Using MySQL 5.7 Generated Columns to Increase Query Performance shows how to use MySQL 5.7’s new “virtual columns” ???
A hash-based GROUP BY strategy for MySQL shows how to use a 128-bit BINARY(16)
hash column to index a 36-million-row table.
On the topic of what datatype / column-‘width’ to use for the hash key:
MySQL and Binary(16) – The Reasons/Benefits/Drawbacks reports that looking up a string by its 16-byte hash key takes 0.0019 seconds, even when looking up 100 strings simultaneously via a SELECT ... WHERE ... IN (<list of hash keys>)
query.
MySQL – Binary(16) and scalability talks about optimizing joins with 128-bit hash keys.
Some versions of MySQL have an ‘open file descriptor leak’
Under certain conditions (complex joins? temporary tables?), some versions of MySQL will keep temp table file descriptors open indefinitely.
This will eventually (or quickly!) exhaust the total available MySQL server file descriptors.
To see if this is occurring on your machine: First, get the process ID of your running MySQL server. Then, run the following command to see the open file descriptors:
sudo ls -la /proc/<mysql server pid>/fd
If you see thousands of open file descriptors that look like this (taken from this SO question):
lrwx------ 1 mysql mysql 64 Apr 17 08:56 990 -> /tmp/mysql_temptable.xTHQV4 (deleted)
lrwx------ 1 mysql mysql 64 Apr 17 08:56 991 -> /tmp/mysql_temptable.gr1swq (deleted)
lrwx------ 1 mysql mysql 64 Apr 17 08:56 992 -> /tmp/mysql_temptable.sXackV (deleted)
lrwx------ 1 mysql mysql 64 Apr 17 08:56 993 -> /tmp/mysql_temptable.Tom8Pa (deleted)
lrwx------ 1 mysql mysql 64 Apr 17 08:56 994 -> /tmp/mysql_temptable.OqNhMl (deleted)
lrwx------ 1 mysql mysql 64 Apr 17 08:56 995 -> /tmp/mysql_temptable.VOlk8X (deleted)
lrwx------ 1 mysql mysql 64 Apr 17 08:56 996 -> /tmp/mysql_temptable.ti1nry (deleted)
lrwx------ 1 mysql mysql 64 Apr 17 08:56 997 -> /tmp/mysql_temptable.EeXTiS (deleted)
lrwx------ 1 mysql mysql 64 Apr 17 08:56 998 -> /tmp/mysql_temptable.r2GHks (deleted)
lrwx------ 1 mysql mysql 64 Apr 17 08:56 999 -> /tmp/mysql_temptable.NDCeta (deleted)
Then you’re hitting this bug.
One solution is to upgrade MySQL server to a more recent version.
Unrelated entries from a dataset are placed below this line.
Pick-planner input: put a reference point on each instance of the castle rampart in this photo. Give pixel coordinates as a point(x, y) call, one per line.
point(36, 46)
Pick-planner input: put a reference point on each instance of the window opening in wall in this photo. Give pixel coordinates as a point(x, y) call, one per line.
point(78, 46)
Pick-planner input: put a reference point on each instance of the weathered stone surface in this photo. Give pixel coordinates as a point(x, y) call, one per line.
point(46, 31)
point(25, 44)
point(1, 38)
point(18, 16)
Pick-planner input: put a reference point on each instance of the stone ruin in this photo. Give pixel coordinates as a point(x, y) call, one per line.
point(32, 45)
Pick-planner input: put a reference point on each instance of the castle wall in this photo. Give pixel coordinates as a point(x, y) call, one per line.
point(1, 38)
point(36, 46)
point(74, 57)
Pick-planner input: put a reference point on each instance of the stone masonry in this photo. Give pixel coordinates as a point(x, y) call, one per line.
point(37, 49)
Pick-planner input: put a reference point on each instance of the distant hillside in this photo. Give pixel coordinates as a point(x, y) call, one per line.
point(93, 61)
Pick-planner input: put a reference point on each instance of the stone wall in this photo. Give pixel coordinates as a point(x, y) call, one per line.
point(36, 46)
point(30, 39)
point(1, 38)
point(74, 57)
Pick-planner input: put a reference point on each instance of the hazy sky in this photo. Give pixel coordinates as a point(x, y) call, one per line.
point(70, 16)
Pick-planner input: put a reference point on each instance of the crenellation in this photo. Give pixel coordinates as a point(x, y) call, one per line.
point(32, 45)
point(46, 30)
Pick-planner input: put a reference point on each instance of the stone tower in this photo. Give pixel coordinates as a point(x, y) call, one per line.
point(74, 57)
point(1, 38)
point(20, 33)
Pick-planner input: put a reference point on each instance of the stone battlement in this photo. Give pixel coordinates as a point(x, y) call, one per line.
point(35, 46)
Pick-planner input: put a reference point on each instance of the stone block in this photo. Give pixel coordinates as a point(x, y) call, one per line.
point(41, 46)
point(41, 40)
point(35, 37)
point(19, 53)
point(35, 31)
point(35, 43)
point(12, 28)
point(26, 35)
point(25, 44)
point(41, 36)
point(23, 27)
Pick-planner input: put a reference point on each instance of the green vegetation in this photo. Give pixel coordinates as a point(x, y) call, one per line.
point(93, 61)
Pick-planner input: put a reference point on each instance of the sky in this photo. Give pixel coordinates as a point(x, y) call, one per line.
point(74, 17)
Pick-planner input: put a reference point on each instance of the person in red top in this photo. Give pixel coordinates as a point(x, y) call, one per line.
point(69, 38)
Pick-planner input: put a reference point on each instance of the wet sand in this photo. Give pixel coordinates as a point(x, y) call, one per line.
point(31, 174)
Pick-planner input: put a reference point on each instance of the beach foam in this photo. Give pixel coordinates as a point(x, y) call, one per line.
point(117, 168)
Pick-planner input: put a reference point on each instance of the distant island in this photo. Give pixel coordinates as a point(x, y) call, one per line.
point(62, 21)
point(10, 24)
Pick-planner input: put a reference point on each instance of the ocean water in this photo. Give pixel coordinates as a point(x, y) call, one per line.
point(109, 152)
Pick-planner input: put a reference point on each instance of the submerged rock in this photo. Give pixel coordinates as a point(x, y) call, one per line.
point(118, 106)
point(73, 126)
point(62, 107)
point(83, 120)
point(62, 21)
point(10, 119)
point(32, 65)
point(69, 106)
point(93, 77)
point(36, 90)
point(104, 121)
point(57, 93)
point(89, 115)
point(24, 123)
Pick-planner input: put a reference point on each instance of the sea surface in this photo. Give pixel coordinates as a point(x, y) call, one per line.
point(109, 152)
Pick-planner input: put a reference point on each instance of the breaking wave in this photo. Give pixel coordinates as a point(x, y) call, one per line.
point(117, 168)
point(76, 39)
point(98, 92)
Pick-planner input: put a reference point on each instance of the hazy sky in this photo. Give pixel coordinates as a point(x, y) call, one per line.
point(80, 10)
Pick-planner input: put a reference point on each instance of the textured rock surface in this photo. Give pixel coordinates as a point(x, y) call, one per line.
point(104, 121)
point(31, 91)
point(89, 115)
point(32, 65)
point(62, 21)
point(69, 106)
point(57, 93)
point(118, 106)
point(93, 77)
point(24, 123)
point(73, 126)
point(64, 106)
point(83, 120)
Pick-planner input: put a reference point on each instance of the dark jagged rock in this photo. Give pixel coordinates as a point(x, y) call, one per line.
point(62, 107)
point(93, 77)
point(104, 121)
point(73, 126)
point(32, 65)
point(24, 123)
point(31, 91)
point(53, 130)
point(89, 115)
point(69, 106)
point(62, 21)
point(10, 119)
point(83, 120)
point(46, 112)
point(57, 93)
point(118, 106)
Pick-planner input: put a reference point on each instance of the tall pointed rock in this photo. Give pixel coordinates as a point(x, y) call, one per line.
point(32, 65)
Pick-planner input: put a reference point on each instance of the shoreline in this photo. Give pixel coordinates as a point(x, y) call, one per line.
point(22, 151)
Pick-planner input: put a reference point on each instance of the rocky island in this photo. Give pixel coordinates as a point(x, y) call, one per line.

I was running MySQL 8.0.15, and upgrading to 8.0.20 fixed the problem.
Nginx
I could probably write an entire page of TILs about Nginx, but I started writing this log late so there’s only a few TILs in this section.
sendfile
is off
by default
open_file_cache
is off
by default
Like most folks hearing that Nginx is (was?) the fastest web server, I assumed several things about its performance:
- serving static files was the fast_est_-path, by default
- there is nothing faster than serving a static file [1]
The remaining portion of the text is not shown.